March 22, 2014 - Saturday of the Second Week of Lent

Micah 7:14-15, 18-20
Psalm 103:1-4, 9-12
Luke 15:1-3, 11-32

“Father, I have sinned against heaven and against you. I no longer deserve to be called your son; treat me as you would treat one of your hired workers.” This line is kind of funny, but it is an accurate depiction of how we try to bargain with God. If the father is running any kind of responsible household, he will immediately turn down this job application. Not that it is even an application. The son presumes that he is doing something very humble by saying, “treat me as you would treat one of your hired workers”, but it is a very arrogant statement. He is commanding the father to hire him.

The son cannot be hired as a servant. He can only be accepted back as a son. We can never earn our way with God. If he wants servants, he has the angels. We can only be accepted as children of God. A sinner trying to come back to the Father can never make up for their sins, but they will always be a child of God.

The other son is also thinking like a bad servant rather than a son. He has never accepted the mission of the father as his own. The joys of the father should be the joys of the son. The sorrows of the father should be the sorrows of the son.
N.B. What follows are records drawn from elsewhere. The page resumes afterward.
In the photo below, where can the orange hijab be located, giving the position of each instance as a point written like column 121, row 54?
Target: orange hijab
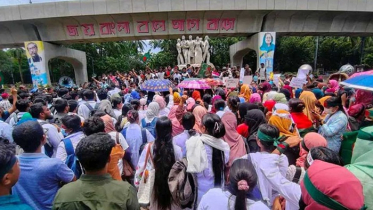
column 245, row 92
column 282, row 120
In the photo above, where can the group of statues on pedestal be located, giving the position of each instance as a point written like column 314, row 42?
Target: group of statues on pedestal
column 193, row 51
God’s family is different than human families: we are never going to grow up and move out on our own. We need to “put on the Lord Jesus Christ, and make no provision for the flesh, to gratify its desires.” Jesus became like us in all ways but sin, so we must become like him in all ways we can. We must become sharers in the divinity of him who shared in our humanity.
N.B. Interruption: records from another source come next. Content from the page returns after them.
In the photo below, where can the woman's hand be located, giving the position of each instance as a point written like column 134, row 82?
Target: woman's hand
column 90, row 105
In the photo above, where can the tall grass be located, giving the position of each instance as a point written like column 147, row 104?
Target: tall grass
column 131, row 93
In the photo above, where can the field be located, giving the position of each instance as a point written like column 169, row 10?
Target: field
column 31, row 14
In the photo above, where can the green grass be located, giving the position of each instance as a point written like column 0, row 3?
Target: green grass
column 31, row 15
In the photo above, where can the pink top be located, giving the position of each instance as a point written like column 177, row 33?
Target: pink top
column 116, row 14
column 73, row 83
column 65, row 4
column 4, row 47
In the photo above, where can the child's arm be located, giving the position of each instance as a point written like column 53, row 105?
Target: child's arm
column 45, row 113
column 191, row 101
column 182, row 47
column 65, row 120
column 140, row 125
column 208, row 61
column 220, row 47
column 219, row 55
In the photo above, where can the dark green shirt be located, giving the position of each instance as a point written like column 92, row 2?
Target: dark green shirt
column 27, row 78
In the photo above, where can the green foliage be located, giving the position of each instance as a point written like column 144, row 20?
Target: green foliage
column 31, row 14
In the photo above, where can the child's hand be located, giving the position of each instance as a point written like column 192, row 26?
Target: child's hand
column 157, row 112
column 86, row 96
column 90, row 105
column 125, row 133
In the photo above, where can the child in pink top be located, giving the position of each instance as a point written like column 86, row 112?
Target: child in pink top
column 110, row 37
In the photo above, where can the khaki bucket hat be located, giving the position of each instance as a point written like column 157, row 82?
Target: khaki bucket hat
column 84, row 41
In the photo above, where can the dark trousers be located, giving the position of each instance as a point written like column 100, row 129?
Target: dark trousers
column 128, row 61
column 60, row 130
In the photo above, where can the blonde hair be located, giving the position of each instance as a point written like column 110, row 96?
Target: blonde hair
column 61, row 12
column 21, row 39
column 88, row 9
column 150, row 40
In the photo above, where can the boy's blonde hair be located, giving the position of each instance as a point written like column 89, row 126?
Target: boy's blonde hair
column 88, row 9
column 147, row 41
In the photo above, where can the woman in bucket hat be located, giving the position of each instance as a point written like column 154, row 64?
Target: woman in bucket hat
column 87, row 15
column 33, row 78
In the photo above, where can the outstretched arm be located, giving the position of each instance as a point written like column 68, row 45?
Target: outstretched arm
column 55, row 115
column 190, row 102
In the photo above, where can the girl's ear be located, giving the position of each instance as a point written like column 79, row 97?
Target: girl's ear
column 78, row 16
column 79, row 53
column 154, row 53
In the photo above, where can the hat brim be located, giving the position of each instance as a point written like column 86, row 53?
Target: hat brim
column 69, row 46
All our labors in this world will be useless if we have not first conformed our will to the Father’s will. If we are secretly working for ourselves, we will build up resentment at God. If we want to be saints (and we do want to be saints) then we must give up any idea of progress in this world, any expectation of young goats, and take on the mind of Christ. Accepting our role as sons and daughters of our Father means seeing as God sees and loving what God loves, without jealousy or ambition. We cannot be independent and we cannot be servants. We cannot be anything more or less than children of God.